Historically, when people lose their jobs or leave them late in their working lives, they tend not to return to work—actually retire, whether they call it that or not. So when millions of Americans in their 50s and 60s left the workforce early in the pandemic, many economists were skeptical that they would ever return.

But the early retirement wave never really materialized. Americans between the ages of 55 and 64 returned to work as quickly as their younger peers and are now employed at a faster rate than before the pandemic. Some may have been forced back into work by inflation; others had always planned to return and did so as soon as it felt safe.

The pension story was not entirely wrong. Americans who have passed traditional retirement age – 65 and older – still haven’t returned to work in large numbers. That is helping to reduce the size of the overall labor force, especially because the number of Americans in their 60s and 70s is growing rapidly as more baby boomers reach retirement.

Technology layoffs at major companies have led to discussions of a low-stakes recession, or one that primarily affects wealthy technology and information workers. While these layoffs have undoubtedly been painful for those who experienced them, they have not featured prominently in aggregate employment data.

For now, it appears that the nation’s highly skilled employees are being shuffled into new and different jobs rather quickly. Unemployment is still very low for both information and professional and business services – characteristic of the white-collar industry that includes much of the technology sector. And layoffs in technology have decreased recently.

For a moment, it looked as if young and middle-aged men—those between 25 and 44—were not returning to the labor market as other demographics had been. In recent months, however, they have finally regained their pre-pandemic employment rate.

This recovery came much later than for some other groups: For example, 35- to 44-year-old men have yet to consistently hold onto employment rates matching the 2019 average, while women in that age group last year eclipsed pre-pandemic employment rates. But the recent progress suggests that while men take longer to recover, they make slow gains.

All of these narratives share a common thread: While some cautioned against jumping to conclusions, many labor market experts were skeptical that the labor market would fully recover from the shock of the pandemic, at least in the short term. Instead, the rise has been fast and broad, defying gloomy narratives.
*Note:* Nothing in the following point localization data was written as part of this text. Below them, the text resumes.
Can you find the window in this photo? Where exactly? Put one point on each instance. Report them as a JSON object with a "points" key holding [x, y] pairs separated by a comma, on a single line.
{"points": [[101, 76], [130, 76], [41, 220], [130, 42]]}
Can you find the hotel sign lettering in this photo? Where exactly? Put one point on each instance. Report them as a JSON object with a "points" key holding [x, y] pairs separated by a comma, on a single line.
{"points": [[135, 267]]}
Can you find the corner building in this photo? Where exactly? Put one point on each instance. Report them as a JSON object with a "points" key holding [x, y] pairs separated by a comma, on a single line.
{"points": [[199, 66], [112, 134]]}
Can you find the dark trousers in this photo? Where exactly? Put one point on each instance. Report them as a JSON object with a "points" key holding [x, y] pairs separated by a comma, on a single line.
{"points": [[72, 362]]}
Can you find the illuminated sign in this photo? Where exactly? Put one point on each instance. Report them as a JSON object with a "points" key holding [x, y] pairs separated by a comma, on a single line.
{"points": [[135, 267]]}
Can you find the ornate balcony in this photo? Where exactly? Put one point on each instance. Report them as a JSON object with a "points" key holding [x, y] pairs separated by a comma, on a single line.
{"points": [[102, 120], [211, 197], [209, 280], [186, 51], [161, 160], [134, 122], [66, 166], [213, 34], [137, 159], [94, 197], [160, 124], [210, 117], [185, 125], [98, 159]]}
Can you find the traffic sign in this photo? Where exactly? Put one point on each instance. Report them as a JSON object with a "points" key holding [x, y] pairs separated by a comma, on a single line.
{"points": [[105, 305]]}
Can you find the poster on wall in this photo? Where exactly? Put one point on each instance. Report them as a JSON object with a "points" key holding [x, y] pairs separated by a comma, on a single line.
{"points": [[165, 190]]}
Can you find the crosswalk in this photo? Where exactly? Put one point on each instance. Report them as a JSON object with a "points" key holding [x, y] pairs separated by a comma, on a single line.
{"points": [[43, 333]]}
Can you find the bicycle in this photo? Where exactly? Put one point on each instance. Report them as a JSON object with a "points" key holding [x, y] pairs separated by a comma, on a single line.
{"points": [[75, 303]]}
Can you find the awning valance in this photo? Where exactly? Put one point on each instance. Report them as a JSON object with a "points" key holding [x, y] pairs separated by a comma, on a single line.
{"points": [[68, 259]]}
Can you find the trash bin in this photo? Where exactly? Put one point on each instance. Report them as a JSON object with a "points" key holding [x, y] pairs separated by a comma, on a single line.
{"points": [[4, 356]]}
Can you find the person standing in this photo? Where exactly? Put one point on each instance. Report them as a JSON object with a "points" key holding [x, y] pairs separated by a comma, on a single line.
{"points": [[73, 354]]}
This is not the first time economists have made this mistake. It is not even the first time this century. The crippling recession that ended in 2009 pushed millions of Americans out of the workforce, and many economists embraced so-called structural explanations for why they were slow to return. Perhaps workers’ skills or professional networks had eroded during their long periods of unemployment. Perhaps they were addicted to opioids, on disability benefits, or trapped in parts of the country with few job opportunities.

In the end, however, a much simpler explanation emerged. People were slow to go back to work because there weren’t enough jobs for them. As the economy healed and opportunities improved, employment rebounded among virtually every demographic.

The recovery from the pandemic recession has unfolded much more quickly than the one that took place after the 2008 downturn, which was exacerbated by a global financial explosion and a housing market collapse that left lasting scars. But the basic lesson is the same. When there are many jobs, most people will go to work.

“People want to adapt and people want to work: These things are generally true,” said Julia Coronado, the founder of MacroPolicy Perspectives, a research firm. She noted that the pool of available workers is expanding further with time and amid solid immigration. “People are resilient. They figure things out.”